No balanço do evento, Pedro Rocha Vieira, CEO da Beta-i, detalhou as qualidades do #LIS. “É um evento informal e genuíno, e essa é uma das características que importa manter. É preciso crescer, mas preservando a dimensão humana das relações e este encontro tem esse objetivo: uma experiência fantástica para os investidores e para as startups, para as empresas e para os participantes. Sentimos que o #LIS é cada vez mais um evento de afirmação de Lisboa no ecossistema europeu.”

Mais do que trazer grandes investidores, o objetivo é dar palco ao que está a acontecer no ecossistema.

Pedro Rocha Vieira

Beta-i

Norte-americano, mas a viver atualmente em Londres, Sean Seton Rogers é a cara da PROfounders Capital que veio a Lisboa à procura de potencial investimento. Com 65 milhões de euros de investimento no último fundo lançadoe mais de 45 startups financiadas –, a empresa tem capital no Reino Unido (50%) e a restante metade em países como a Alemanha, Finlândia e outros. Mas quer mais. “Queremos investir em Portugal”, assegura Sean. “Estou fascinado com Portugal, e com Lisboa em particular. Acho que há boas oportunidades de apostas para o futuro: o tempo de momento não é incrível mas normalmente sim, e as pessoas gostam disso”, brinca o americano.

“O que me fascina na Europa é que, por muito tempo, tem sido o líder global em muitas áreas. Por exemplo, na moda, Londres, Paris e Milão sempre foram os epicentros. E se olharmos para algumas das empresas líderes de mercado nestas áreas, a Farfetch ou a Asos, é evidente. O mesmo se passa na música: a Spotify tem sede na Europa. Educação, finanças, música, e outras, acho que vão ser as grandes apostas nos próximos anos”, antecipa, acrescentando que não vale a pena sofrer por antecipação com a “escassez de talento”. “No pós-Brexit, as pessoas vão procurar novos sítios para se fixarem e, tal como aconteceu com Berlim há uns anos, as grandes empresas começam a chegar a Portugal. Os salários são ainda bastante baixos relativamente a outros mercados. E, sabendo que todos estes mercados vão competir globalmente por talento, não devemos preocupar-nos com isso mas fazer o melhor que sabemos e atrair grandes empresas”.

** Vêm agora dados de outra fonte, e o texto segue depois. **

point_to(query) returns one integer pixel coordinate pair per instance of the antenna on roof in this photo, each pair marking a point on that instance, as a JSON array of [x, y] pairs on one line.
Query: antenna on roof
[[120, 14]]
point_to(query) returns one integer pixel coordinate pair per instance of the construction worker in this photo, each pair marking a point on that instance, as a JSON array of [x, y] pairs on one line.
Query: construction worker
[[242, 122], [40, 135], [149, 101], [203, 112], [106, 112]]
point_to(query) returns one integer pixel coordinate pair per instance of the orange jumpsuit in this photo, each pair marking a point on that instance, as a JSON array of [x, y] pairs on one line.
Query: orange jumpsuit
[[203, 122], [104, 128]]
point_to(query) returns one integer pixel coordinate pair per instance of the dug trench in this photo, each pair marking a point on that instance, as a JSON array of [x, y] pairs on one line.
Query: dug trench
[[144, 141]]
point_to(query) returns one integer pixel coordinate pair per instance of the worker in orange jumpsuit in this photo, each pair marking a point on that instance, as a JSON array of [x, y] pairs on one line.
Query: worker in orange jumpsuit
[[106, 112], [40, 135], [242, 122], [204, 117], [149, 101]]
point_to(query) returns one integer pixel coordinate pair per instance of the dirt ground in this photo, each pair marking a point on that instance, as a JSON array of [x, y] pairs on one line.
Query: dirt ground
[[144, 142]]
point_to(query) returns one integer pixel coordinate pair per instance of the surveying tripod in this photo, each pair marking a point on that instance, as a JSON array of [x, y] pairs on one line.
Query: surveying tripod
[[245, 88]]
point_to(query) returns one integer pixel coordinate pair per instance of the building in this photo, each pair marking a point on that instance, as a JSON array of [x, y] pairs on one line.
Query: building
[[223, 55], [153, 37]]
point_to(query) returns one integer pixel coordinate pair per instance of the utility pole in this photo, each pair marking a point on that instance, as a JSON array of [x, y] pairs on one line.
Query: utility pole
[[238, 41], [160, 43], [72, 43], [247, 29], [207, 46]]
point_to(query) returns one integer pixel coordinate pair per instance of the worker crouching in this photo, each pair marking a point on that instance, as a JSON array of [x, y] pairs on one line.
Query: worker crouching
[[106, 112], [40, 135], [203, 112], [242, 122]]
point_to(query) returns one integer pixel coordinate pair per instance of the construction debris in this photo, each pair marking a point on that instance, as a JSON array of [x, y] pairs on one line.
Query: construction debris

Sean Seton Rogers é norte-americano mas investe a partir de Londres.Paula Nunes / ECO

“Mais do que trazer grandes investidores, o objetivo é dar palco ao que está a acontecer no ecossistema. Queremos ajudar a criar uma nova consciência, para que os investidores institucionais apostem no ecossistema e invistam em players nacionais, porque sem estes é difícil termos um ecossistema mais maduro e sólido. É preciso mais dinheiro no ecossistema e fundos mais virados para o exterior, para potenciar o chamado deal flow, que tem vindo a decrescer. Para isso, é preciso que algumas das grandes empresas comecem a investir algum dinheiro em operadores de capital de risco, isso é crítico”, explica o fundador e CEO da Beta-i.